Selective Retina Therapy With Real-Time Feedback-Controlled Dosimetry for Treating Acute Idiopathic Central Serous Chorioretinopathy in Korean Patients

Official Title

Selective Retina Therapy With Real-Time Feedback-Controlled Dosimetry for Treating Acute Idiopathic Central Serous Chorioretinopathy in Korean Patients

Brief Summary

      Selective retina therapy (SRT) selectively disrupts the retinal pigment epithelium (RPE) with
      minimal damage to the photoreceptors. Previous studies have shown SRT to be effective for
      resolving SRF, while causing only minimal collateral damage to the retina and vision.However,
      most patients included in prior studies had chronic CSC (≥3 months symptom duration) and SRT
      efficacy on acute CSC is not fully known.

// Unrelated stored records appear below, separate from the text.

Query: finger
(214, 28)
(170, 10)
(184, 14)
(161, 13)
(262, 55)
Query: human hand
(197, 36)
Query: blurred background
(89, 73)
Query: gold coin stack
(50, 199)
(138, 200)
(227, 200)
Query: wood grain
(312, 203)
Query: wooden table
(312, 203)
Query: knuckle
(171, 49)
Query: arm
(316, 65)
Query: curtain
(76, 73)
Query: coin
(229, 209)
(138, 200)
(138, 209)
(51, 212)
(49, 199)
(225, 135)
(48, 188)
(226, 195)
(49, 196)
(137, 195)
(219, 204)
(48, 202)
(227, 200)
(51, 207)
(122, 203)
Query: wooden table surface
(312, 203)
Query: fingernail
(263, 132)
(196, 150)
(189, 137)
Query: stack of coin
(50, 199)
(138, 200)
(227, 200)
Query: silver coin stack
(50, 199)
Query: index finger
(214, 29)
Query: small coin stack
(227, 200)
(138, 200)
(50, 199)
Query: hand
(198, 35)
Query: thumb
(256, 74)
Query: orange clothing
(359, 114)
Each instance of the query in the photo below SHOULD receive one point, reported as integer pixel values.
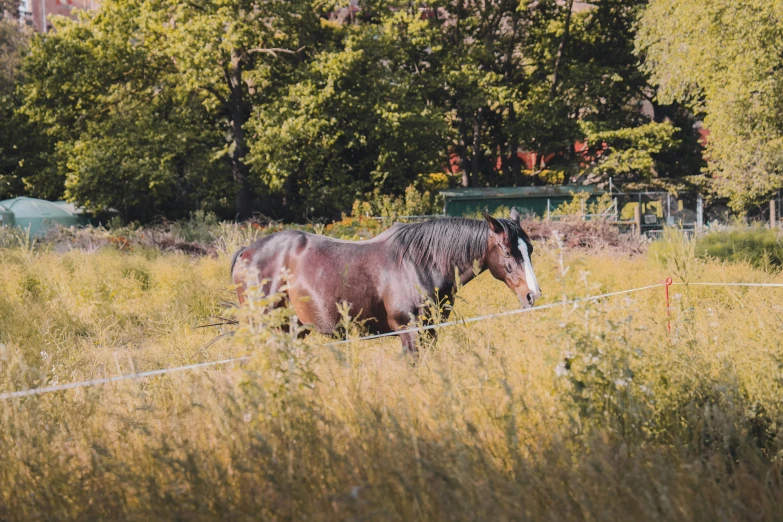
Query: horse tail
(235, 257)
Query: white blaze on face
(530, 276)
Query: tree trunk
(561, 49)
(475, 164)
(516, 167)
(464, 158)
(240, 113)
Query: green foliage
(413, 203)
(630, 154)
(722, 59)
(357, 120)
(161, 108)
(756, 246)
(26, 163)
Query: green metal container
(531, 200)
(6, 217)
(38, 215)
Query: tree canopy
(723, 59)
(295, 108)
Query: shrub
(757, 246)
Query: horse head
(508, 257)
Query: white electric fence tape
(164, 371)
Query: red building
(38, 11)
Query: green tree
(723, 59)
(25, 151)
(147, 101)
(358, 118)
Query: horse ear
(494, 224)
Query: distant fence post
(637, 217)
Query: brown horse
(387, 280)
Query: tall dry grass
(589, 412)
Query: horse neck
(464, 274)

      The current study evaluated short-term treatment outcomes following SRT with real-time
      feedback-controlled dosimetry in Korean patients with acute idiopathic CSC.
    

Detailed Description

      Central serous chorioretinopathy (CSC) is a disorder that is characterized by a localized
      serous detachment of the neurosensory retina in the posterior pole. Additionally, CSC is
      often self-limiting and spontaneous resolution of subretinal fluid (SRF) often occurs within
      several months. Although several treatment modalities (e.g., laser photocoagulation,
      photodynamic therapy, and anti-vascular endothelial growth factor [VEGF] therapy have been
      used in CSC patients, a consensus has not yet been reached on the optimal time for
      intervention.

      Selective retina therapy (SRT) selectively disrupts the retinal pigment epithelium (RPE) with
      minimal damage to the photoreceptors. Previous studies have shown SRT to be effective for
      resolving SRF, while causing only minimal collateral damage to the retina and vision.
      However, most patients included in prior studies had chronic CSC (≥3 months symptom duration)
      and SRT efficacy on acute CSC is not fully known.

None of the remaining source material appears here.